Il problema di fondo è che il termine stesso è ambiguo perché formatosi in chiave oppositiva e parzialmente vaga: qual è il significato di Occidente? Esso ha un senso solo se posto in relazione con il termine opposto: Oriente. C’è un Occidente perché c’è un Oriente e viceversa. Tuttavia, se ci si fermasse alla mera geografia, si sbaglierebbe. L’opposizione, infatti, non avrebbe senso se fosse meramente fondata sulla collocazione, in quanto l’Occidente rappresenta grossomodo l’insieme di Europa e Americhe e la distinzione tra i due “blocchi” presuppone, dunque, uno spostamento immaginario sul globo terracqueo che parta dal blocco Euro-Americano per giungere a quello “orientale”, cioè muovendosi verso l’Est dell’Europa. Ma, se, anziché muoversi dall’“Occidente” verso l’“Oriente”, partendo dal blocco Euro-Americano, ci si muovesse nel medesimo senso, ma partendo dall’Oriente – ad esempio, dalla Cina –, immediatamente l’“Occidente”, e nello specifico e in prima battuta le Americhe, diverrebbero l’Est – dunque l’“Oriente” – della Cina.

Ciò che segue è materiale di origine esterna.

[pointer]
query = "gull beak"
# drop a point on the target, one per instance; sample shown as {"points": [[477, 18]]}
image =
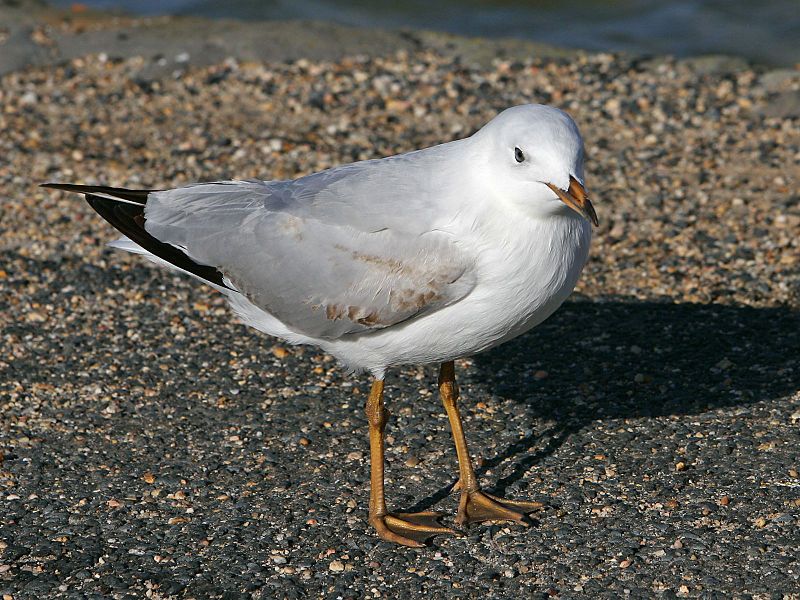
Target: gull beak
{"points": [[575, 197]]}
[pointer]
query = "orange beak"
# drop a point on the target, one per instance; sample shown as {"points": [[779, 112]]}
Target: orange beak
{"points": [[575, 197]]}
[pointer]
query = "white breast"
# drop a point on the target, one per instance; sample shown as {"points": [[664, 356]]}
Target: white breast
{"points": [[525, 270]]}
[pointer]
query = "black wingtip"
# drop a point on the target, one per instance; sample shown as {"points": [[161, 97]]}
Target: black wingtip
{"points": [[135, 196]]}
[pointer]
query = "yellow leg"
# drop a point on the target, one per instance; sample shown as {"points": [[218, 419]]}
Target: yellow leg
{"points": [[475, 505], [407, 529]]}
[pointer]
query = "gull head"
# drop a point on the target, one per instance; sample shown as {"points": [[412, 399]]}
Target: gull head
{"points": [[535, 155]]}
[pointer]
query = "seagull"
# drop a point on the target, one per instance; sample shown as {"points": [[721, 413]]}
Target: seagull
{"points": [[418, 258]]}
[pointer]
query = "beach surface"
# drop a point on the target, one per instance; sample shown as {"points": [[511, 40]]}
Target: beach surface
{"points": [[152, 446]]}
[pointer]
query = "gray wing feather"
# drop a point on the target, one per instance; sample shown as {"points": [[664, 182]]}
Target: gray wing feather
{"points": [[340, 252]]}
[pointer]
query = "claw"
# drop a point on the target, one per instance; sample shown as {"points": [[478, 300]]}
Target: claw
{"points": [[410, 529], [477, 507]]}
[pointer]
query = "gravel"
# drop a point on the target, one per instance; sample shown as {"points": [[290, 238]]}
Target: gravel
{"points": [[151, 446]]}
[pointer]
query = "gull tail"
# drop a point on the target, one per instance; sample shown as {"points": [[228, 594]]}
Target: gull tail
{"points": [[125, 210]]}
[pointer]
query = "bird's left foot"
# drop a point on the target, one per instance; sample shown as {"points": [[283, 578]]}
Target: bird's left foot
{"points": [[478, 506]]}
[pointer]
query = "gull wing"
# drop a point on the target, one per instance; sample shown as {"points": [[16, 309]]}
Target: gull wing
{"points": [[340, 252]]}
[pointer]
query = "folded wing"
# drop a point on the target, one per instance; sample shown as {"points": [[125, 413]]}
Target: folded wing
{"points": [[326, 256]]}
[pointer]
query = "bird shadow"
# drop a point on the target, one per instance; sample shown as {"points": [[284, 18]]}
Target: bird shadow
{"points": [[621, 358]]}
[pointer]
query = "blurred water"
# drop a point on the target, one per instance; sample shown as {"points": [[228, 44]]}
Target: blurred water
{"points": [[766, 31]]}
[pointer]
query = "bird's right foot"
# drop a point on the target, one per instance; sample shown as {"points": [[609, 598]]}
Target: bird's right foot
{"points": [[409, 529]]}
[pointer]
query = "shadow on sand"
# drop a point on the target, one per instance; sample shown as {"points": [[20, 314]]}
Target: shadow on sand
{"points": [[622, 358]]}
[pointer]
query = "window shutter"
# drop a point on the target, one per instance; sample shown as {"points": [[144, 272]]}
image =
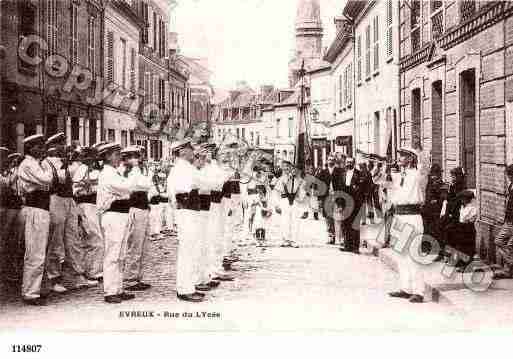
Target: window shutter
{"points": [[132, 69], [110, 57], [367, 51], [376, 43]]}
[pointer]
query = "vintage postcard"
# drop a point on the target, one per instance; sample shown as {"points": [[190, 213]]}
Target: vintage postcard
{"points": [[255, 166]]}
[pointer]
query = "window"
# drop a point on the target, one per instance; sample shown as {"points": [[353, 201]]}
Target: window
{"points": [[350, 85], [389, 34], [340, 91], [123, 62], [51, 25], [415, 25], [111, 135], [110, 57], [92, 131], [74, 34], [359, 59], [467, 9], [437, 19], [376, 43], [75, 129], [155, 31], [144, 11], [91, 49], [132, 70], [124, 138], [367, 51], [132, 137]]}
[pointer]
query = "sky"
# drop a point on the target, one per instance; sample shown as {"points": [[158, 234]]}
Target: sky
{"points": [[248, 40]]}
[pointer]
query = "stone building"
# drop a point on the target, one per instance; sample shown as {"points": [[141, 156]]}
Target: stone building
{"points": [[153, 129], [376, 70], [50, 67], [341, 122], [241, 114], [456, 81], [308, 34], [123, 30]]}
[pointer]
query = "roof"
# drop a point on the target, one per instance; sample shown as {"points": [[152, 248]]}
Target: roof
{"points": [[353, 8]]}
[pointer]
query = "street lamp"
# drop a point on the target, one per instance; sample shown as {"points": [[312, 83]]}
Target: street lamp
{"points": [[314, 115]]}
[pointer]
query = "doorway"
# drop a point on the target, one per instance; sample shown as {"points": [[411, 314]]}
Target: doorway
{"points": [[436, 124], [468, 125]]}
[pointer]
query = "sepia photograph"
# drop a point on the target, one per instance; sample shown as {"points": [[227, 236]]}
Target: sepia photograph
{"points": [[255, 166]]}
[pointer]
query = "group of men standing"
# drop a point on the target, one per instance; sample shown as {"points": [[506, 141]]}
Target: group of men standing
{"points": [[82, 214]]}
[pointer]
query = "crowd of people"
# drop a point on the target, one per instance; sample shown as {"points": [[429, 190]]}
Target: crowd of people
{"points": [[75, 217]]}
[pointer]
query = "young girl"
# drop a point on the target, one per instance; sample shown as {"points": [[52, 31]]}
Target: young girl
{"points": [[263, 213]]}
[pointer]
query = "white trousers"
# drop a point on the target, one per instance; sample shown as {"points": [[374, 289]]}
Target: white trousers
{"points": [[188, 248], [65, 245], [168, 214], [289, 221], [215, 229], [205, 242], [410, 272], [37, 228], [155, 218], [95, 243], [115, 230], [139, 230]]}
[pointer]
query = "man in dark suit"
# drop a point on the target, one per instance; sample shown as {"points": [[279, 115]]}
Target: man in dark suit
{"points": [[332, 178], [353, 184]]}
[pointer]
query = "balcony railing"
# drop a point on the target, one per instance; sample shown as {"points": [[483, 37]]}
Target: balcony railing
{"points": [[437, 24], [415, 40], [467, 9]]}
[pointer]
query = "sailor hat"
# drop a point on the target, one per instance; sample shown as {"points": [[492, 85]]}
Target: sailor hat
{"points": [[34, 139], [56, 139]]}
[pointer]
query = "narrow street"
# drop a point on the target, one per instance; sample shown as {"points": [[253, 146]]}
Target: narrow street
{"points": [[280, 289]]}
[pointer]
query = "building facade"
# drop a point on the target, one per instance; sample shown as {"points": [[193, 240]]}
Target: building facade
{"points": [[376, 52], [51, 65], [456, 80], [123, 29], [342, 122], [242, 114]]}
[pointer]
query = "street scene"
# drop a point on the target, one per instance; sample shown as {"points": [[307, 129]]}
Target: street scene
{"points": [[301, 165]]}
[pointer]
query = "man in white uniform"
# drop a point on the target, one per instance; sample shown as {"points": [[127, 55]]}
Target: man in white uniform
{"points": [[65, 253], [139, 217], [407, 192], [113, 202], [85, 187], [34, 182], [290, 191], [182, 181]]}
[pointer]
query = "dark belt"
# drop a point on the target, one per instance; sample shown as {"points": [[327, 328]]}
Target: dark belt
{"points": [[90, 198], [216, 196], [140, 200], [290, 196], [235, 187], [64, 190], [227, 193], [120, 206], [204, 202], [12, 201], [189, 201], [38, 199], [407, 209]]}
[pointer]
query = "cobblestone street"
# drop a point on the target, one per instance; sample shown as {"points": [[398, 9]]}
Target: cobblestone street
{"points": [[283, 289]]}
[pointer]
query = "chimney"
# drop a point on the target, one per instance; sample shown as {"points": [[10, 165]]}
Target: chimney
{"points": [[341, 23]]}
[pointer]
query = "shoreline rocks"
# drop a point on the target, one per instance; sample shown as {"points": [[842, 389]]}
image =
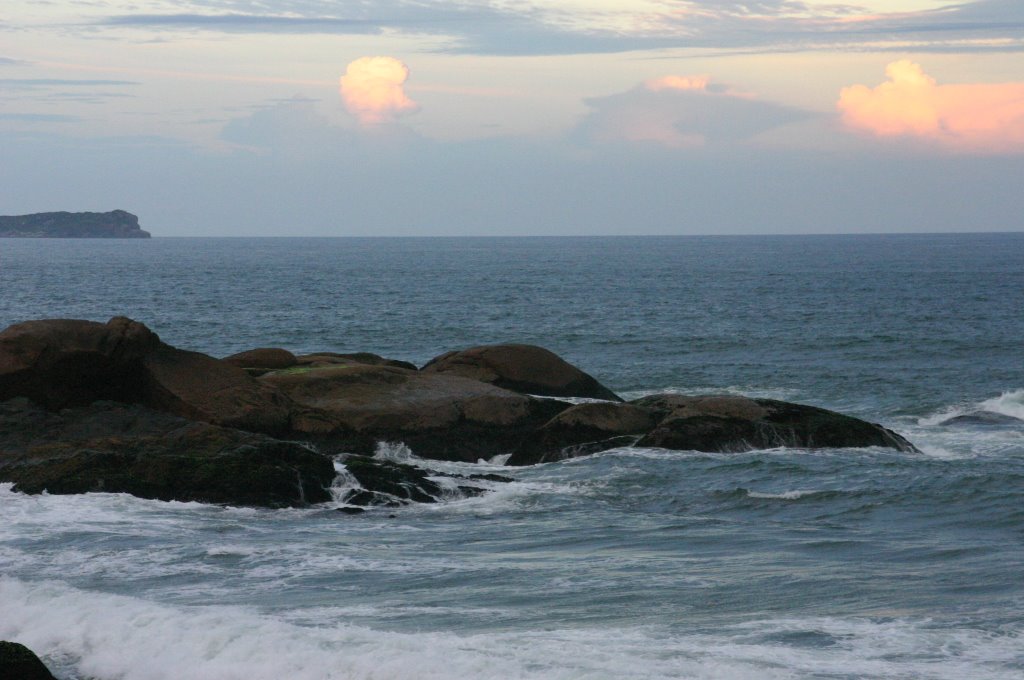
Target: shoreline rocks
{"points": [[88, 407], [19, 663], [525, 369]]}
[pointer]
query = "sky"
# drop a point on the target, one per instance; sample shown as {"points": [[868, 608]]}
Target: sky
{"points": [[501, 117]]}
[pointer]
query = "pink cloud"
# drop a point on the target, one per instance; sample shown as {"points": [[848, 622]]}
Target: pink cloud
{"points": [[683, 83], [970, 117], [372, 88]]}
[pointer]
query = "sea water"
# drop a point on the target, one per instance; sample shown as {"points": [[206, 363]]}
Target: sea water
{"points": [[632, 563]]}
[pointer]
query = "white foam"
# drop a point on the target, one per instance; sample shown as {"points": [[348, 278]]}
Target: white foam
{"points": [[112, 637], [395, 452], [1008, 404], [784, 496]]}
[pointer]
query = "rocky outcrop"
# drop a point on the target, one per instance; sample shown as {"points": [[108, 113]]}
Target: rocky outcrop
{"points": [[114, 224], [19, 663], [322, 359], [197, 386], [582, 430], [525, 369], [117, 448], [350, 408], [109, 407], [64, 363], [258, 362], [727, 423]]}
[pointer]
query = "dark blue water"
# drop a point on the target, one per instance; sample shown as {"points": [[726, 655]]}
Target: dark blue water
{"points": [[636, 563]]}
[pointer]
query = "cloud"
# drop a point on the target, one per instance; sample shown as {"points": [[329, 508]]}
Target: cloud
{"points": [[549, 27], [372, 88], [32, 83], [681, 112], [972, 117], [238, 23], [39, 118]]}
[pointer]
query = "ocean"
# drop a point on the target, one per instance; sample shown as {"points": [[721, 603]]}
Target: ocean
{"points": [[635, 563]]}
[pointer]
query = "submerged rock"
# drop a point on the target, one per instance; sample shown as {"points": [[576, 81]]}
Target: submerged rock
{"points": [[727, 423], [19, 663], [351, 408], [388, 482], [525, 369], [117, 448]]}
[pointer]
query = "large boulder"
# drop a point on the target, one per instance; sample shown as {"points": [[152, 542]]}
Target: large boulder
{"points": [[727, 423], [321, 359], [66, 363], [19, 663], [526, 369], [266, 358], [200, 387], [59, 362], [584, 429], [117, 448], [351, 408]]}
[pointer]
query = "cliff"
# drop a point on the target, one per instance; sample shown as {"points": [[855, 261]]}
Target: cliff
{"points": [[114, 224]]}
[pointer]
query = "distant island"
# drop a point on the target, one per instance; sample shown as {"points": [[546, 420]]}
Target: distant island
{"points": [[114, 224]]}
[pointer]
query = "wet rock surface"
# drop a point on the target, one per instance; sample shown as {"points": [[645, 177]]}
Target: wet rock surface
{"points": [[351, 408], [90, 407], [117, 448], [19, 663], [525, 369], [727, 423]]}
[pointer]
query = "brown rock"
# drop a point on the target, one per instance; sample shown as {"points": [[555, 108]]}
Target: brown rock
{"points": [[350, 408], [526, 369], [197, 386], [59, 363], [65, 363], [321, 359], [264, 357], [582, 430]]}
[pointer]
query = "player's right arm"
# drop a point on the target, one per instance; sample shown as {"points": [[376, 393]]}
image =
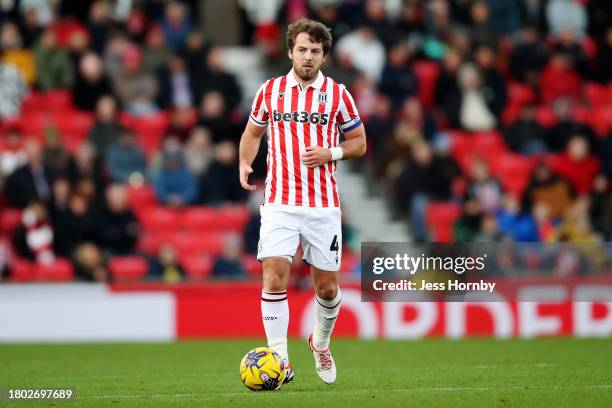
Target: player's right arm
{"points": [[251, 138], [249, 146]]}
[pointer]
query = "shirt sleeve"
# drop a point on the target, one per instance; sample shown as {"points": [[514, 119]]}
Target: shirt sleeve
{"points": [[348, 116], [259, 114]]}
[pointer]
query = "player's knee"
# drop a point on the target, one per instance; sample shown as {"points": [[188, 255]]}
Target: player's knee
{"points": [[327, 289]]}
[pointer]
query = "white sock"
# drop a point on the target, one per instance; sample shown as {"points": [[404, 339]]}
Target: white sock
{"points": [[275, 316], [326, 313]]}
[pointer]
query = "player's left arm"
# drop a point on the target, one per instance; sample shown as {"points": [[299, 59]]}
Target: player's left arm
{"points": [[354, 146]]}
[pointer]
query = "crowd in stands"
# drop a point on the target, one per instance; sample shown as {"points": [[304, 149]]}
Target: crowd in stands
{"points": [[487, 120]]}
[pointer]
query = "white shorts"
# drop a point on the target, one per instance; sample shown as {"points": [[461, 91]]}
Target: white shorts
{"points": [[318, 229]]}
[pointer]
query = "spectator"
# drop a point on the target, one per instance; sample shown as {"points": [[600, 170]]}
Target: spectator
{"points": [[216, 79], [175, 184], [489, 230], [482, 30], [175, 85], [91, 82], [89, 263], [525, 135], [214, 116], [229, 264], [33, 239], [570, 46], [566, 128], [167, 266], [125, 159], [550, 190], [379, 128], [468, 226], [12, 91], [365, 51], [30, 182], [414, 125], [420, 181], [528, 57], [12, 154], [14, 54], [106, 129], [176, 25], [493, 85], [220, 183], [55, 156], [485, 189], [53, 66], [199, 151], [136, 88], [182, 122], [601, 206], [83, 224], [515, 224], [604, 58], [562, 14], [578, 165], [398, 81], [476, 112], [84, 166], [447, 94], [560, 80], [505, 16], [155, 54], [196, 52], [99, 24], [59, 210], [119, 225]]}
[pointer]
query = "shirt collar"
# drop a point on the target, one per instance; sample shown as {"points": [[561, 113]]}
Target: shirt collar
{"points": [[318, 83]]}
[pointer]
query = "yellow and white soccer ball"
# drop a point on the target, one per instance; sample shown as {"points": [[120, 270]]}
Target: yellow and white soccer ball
{"points": [[262, 369]]}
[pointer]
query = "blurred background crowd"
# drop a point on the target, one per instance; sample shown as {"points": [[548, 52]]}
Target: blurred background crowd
{"points": [[487, 120]]}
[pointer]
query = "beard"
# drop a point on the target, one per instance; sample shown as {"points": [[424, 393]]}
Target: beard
{"points": [[306, 74]]}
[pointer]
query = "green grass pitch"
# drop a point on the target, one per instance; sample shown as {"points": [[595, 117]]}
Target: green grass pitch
{"points": [[426, 373]]}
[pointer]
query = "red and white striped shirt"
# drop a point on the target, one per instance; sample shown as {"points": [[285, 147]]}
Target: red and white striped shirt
{"points": [[297, 117]]}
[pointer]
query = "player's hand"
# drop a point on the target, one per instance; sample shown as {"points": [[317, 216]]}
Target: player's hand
{"points": [[316, 156], [245, 172]]}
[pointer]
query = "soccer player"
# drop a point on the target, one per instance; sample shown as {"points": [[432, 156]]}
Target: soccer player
{"points": [[304, 113]]}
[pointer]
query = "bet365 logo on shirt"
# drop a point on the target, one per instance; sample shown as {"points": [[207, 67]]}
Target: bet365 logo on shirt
{"points": [[301, 117]]}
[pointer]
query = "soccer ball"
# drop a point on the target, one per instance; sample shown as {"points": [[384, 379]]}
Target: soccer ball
{"points": [[262, 369]]}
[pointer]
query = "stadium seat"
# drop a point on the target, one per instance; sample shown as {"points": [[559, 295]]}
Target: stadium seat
{"points": [[58, 101], [159, 219], [208, 243], [520, 94], [128, 268], [440, 217], [199, 218], [34, 102], [149, 130], [22, 270], [427, 73], [197, 267], [60, 270], [252, 266], [141, 197], [595, 94], [233, 218], [514, 171], [9, 220]]}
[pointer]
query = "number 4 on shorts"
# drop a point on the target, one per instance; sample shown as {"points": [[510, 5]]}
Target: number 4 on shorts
{"points": [[334, 246]]}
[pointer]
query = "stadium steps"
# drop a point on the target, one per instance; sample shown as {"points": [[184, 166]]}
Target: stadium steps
{"points": [[369, 215]]}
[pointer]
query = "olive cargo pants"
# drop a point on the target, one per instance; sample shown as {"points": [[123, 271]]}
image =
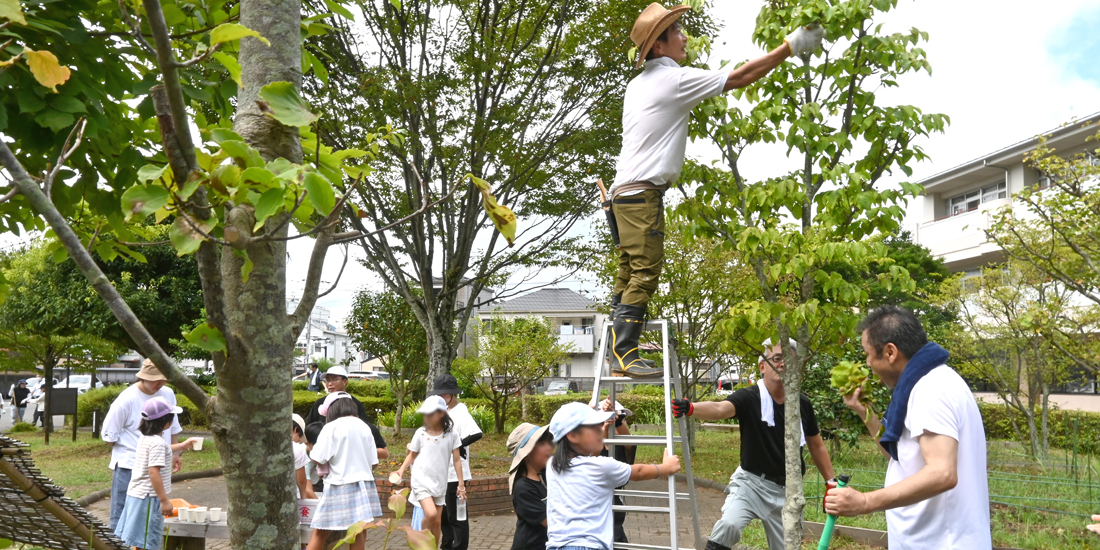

La geografia quindi non basta. Tanto più che la distinzione – al cui interno rientra anche il termine Europa – è del tutto innaturale da un punto di vista geografico: in geografia si parla di macroaree, quali i continenti, quando si ha a che fare con un continuum di terra vasto, ininterrotto e circondato dai mari. Ma, in tale definizione, non può certo rientrare l’area “occidentale” che è l’insieme di un continente geografico (l’America) e di un continente improprio, culturale (l’Europa), né vi rientra l’area “orientale”, la quale è unita in modo determinante a una parte dell’Occidente, l’Europa stessa, formando con essa un unico vero continente geografico (quello Euro-Asiatico). Perché dunque si oppongono le due aree geografiche nella storia della nostra civiltà sin da epoche risalenti? La ragione è culturale: al di là di una iniziale lontananza dovuta alla difficoltà legata ai mezzi di trasporto, v’era la consapevolezza che i fondamenti di principio della civiltà a “Ovest” erano – e sono – diversi da quelli presenti ad “Est”. Ciò che, prima ancora della scoperta delle Americhe, distingueva l’Europa – rectius, la Cristianità europea – dall’Oriente non era l’essere un continente.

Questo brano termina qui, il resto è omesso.